A presidente do Superior Tribunal Militar (STM), Maria Elizabeth Rocha, afirmou que é muito difícil que oficiais condenados por participação em tentativa de golpe de Estado mantenham seus postos e patentes das Forças Armadas. A magistrada considerou o ato um crime de lesa-pátria, incompatível com os deveres militares.
A Corte deve julgar nos próximos meses a possibilidade de expulsão das Forças Armadas de ex-oficiais, incluindo o capitão reformado do Exército e generais. Maria Elizabeth Rocha defendeu que uma eventual anistia aos condenados não impede o julgamento da perda de patente no STM, pois a anistia extingue a pena, mas não elimina a conduta praticada.
Segundo a presidente do STM, os processos seguem o trâmite normal, embora ainda haja diligências pendentes. Ela previu que um desfecho definitivo sobre a perda de patente não deve ocorrer antes de 2027, devido aos recursos internos do tribunal. A magistrada ressaltou que a decisão não é automática, exigindo análise aprofundada da gravidade da conduta.
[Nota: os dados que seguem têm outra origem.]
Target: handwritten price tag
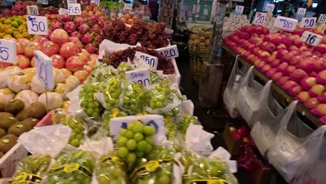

Em relação ao episódio de 8 de janeiro, Rocha apontou que a manutenção da legalidade pelas Forças Armadas foi fundamental para a democracia. Sobre críticas ao corporativismo da Justiça Militar, ela mencionou que uma decisão anterior fragilizou a imagem do órgão. Ela também sugeriu que a solução para os tetos salariais do Judiciário deve ser uma lei federal.